GATESHEAD.- BALTIC Centre for Contemporary Art, Gateshead is presenting the first UK survey exhibition and a major new commission by Monica Bonvicini, one of the most vital artists to have emerged during the mid-1990s.

Monica Bonvicini (b. Italy, 1965) creates powerful work that investigates and challenges the relationships between architecture, control, gender, space, and power. She is best known for works including her video installation Wallfuckin’ 1995/6, architectural installations like Plastered 1998, sculptures such as Never Again 2005 and public works including the mirrored glass Don’t Miss a Sec’. 2004. Some permanently sited public works include She Lies 2010, floating on the water in the Oslo Opera House harbour, and the 2012 light installation RUN in the Queen Elizabeth Olympic Park in London.

Bonvicini’s eclectic practice includes sculpture, installation, video, photography and text. Her work ranges from the intimate to the architectural in scale, questioning some of the often hidden forces that shape identity. Dry humoured and imbued with historical, political and social references, the artist’s work never refrains from establishing a vital connection with the sites where it is exhibited, the materials that comprise it, and the role of the spectator. A main theme of the artist’s work looks at the stereotypes of, and the dialogue between, architecture and the construction of sexual identity.

This important monographic exhibition, presented across BALTIC’s Level 3 and Level 4 galleries, will include works from throughout the artist’s career alongside those that have been specially commissioned. The exhibition architecture itself - an environment that is always fabricated - will also receive the artists’ treatment. A major new commission for the presentation is a 700 square metre architectural space designed by the artist for BALTIC’s Level 3 gallery to display works from 2000-2016, never-before shown in such a tight combination. The environment and the some 20 sculptures it contains—including Black You 2010, Leather Tools 2003-09, Harness 2006 and Powder Belts 2015 form an anthropology of sexualised imagery that builds upon the 1990s theories of gender identity to which the artist’s work is closely aligned. The construction also elaborates upon Bonvicini’s enquiry into the act of building, connected to ideas of domesticity, dwelling and notions of decor.

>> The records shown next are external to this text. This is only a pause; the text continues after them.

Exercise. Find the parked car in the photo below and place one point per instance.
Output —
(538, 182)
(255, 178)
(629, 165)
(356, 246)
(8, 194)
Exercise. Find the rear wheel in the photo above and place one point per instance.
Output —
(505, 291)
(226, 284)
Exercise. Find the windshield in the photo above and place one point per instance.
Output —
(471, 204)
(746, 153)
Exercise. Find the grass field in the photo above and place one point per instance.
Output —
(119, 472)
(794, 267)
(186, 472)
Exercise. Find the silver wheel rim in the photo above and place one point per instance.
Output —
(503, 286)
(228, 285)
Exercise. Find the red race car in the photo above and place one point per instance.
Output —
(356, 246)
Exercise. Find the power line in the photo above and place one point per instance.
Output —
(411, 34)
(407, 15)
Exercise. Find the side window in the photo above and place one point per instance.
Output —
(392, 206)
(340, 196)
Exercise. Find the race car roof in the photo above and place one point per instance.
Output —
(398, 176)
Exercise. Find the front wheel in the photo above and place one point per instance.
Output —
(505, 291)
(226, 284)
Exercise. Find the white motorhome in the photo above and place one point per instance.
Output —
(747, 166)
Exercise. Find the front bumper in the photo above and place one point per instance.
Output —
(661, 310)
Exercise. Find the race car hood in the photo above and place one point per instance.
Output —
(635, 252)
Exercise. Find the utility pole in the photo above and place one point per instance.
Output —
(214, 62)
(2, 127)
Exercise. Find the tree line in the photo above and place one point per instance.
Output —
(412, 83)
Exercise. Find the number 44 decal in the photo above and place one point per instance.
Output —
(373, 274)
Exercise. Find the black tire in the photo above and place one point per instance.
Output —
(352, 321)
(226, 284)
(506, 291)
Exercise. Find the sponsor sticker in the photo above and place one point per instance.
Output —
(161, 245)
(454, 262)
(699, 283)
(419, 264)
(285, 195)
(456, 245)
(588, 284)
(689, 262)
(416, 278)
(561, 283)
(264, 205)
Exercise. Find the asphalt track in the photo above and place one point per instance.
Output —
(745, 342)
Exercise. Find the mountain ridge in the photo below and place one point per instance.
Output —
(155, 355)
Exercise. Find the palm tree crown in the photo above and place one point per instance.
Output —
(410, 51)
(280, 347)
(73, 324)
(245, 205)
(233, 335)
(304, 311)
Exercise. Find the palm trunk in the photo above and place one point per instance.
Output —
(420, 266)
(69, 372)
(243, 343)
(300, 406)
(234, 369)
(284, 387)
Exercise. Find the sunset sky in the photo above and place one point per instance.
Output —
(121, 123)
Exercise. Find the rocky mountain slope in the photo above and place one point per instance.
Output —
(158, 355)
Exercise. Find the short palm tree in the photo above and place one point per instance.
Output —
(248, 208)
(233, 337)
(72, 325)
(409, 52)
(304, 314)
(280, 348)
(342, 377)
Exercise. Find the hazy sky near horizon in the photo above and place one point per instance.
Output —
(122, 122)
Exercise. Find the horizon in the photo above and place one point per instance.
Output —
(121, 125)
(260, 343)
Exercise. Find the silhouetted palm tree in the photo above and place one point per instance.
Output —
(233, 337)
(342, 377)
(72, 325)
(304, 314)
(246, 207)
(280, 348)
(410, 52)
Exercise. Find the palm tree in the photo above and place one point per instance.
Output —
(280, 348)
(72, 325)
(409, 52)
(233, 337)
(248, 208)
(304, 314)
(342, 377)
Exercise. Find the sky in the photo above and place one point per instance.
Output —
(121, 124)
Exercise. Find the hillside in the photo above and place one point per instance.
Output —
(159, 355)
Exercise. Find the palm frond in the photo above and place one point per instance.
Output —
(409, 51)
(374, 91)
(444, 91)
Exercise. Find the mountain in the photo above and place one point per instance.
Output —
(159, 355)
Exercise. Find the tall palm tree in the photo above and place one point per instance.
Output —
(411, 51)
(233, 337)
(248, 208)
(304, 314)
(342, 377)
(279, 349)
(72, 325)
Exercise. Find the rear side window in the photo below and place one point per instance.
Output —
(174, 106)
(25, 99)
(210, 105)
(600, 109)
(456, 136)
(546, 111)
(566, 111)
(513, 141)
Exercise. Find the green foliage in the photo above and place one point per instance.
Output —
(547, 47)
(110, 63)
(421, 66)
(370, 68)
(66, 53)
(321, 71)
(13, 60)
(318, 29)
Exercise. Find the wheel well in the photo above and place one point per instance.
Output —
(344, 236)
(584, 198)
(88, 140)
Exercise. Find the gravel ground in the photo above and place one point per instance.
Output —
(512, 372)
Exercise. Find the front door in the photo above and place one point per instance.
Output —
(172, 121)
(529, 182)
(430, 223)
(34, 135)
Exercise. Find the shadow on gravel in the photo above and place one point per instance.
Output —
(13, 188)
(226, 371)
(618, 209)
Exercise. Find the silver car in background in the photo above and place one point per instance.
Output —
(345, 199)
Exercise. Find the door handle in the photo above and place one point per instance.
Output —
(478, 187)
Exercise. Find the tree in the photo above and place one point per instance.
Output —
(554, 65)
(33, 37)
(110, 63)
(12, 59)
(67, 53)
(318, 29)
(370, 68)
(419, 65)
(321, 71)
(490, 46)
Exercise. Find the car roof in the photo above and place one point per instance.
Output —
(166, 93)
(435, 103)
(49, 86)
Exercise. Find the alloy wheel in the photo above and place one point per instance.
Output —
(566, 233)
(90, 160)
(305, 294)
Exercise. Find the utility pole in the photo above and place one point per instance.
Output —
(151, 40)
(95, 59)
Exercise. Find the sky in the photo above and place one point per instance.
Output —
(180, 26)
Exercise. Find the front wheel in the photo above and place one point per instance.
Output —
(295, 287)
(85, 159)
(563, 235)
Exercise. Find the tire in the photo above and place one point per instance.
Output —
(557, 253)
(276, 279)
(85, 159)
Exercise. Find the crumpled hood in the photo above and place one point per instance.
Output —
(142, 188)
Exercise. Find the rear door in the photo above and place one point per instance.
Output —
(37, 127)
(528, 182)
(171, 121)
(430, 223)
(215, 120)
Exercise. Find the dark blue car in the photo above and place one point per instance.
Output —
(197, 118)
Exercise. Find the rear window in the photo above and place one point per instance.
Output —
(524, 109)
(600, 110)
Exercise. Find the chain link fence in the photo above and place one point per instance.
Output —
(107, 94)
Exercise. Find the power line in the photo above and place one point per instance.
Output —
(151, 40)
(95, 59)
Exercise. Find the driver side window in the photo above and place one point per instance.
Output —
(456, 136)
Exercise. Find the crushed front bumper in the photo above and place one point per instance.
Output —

The exhibition on BALTIC’s Level 4 Gallery is organised around Bonvicini’s ongoing interest in institutional critique and oppositions of labour—construction versus artistic. The giant text sculpture SATISFY ME 2010, hanging on the exterior wall of BALTIC’s north facade, is juxtaposed inside with works including Light Me Black 2009, at the very entrance, followed by Building Up for Art 1996, comprised of photographs of the installation of exhibitions in different museums viewed through peepholes, and 7.30 hrs, the results of German bricklayers' final practical exams, built on site by Bricklaying students of Newcastle College, that resemble Minimalist sculpture. Level 4 also includes the iconic Scale of Things (to come) 2010, scaffolding turned into rococo architecture, a new oversized print and a new suite of drawings of destruction following environmental disasters.
 
Laurence Sillars, Chief Curator at BALTIC, commented: “Deftly moving from the subtle to the slap-in-the-face, Monica Bonvicini’s work provides a timely reminder of the hidden yet pervasive forces that shape our identity and outlook at every turn within the built environment. As rich in arthistorical association as they are the everyday, the drawings, sculptures, video and installations that make up this exhibition provide an invaluable opportunity to reconsider some of the fundamental forces at play in defining the human condition as reflected through the work of this most important artist.”

Monica Bonvicini (b. 1965, Venice) lives and works in Berlin. Since 2003 she has been Professor of Performing Arts and Sculpture at the Akademie der Bildenden Künste, Vienna. Her work has featured in many prominent biennials, including Berlin (1998, 2003, 2014), Istanbul (2003), Gwangju (2006), New Orleans (2008), La TriennaIe Paris (2012) and Venice (1999, 2001, 2005, 2011, 2015) where she was awarded with the Golden Lion for the best pavilion in 1999. In 2005, she was honoured with the Nationalgalerie Prize for Young Art, Berlin Major solo exhibitions include Kunsthalle Mainz (2013); Deichtorhallen Hamburg (2012); the Kunsthalle Fridericianum in Kassel (2011); the Art Institute of Chicago (2009); Sculpture Center, New York (2007); the Secession, Vienna (2003); Modern Art Oxford, England (2003); and the Palais de Tokyo in Paris (2002).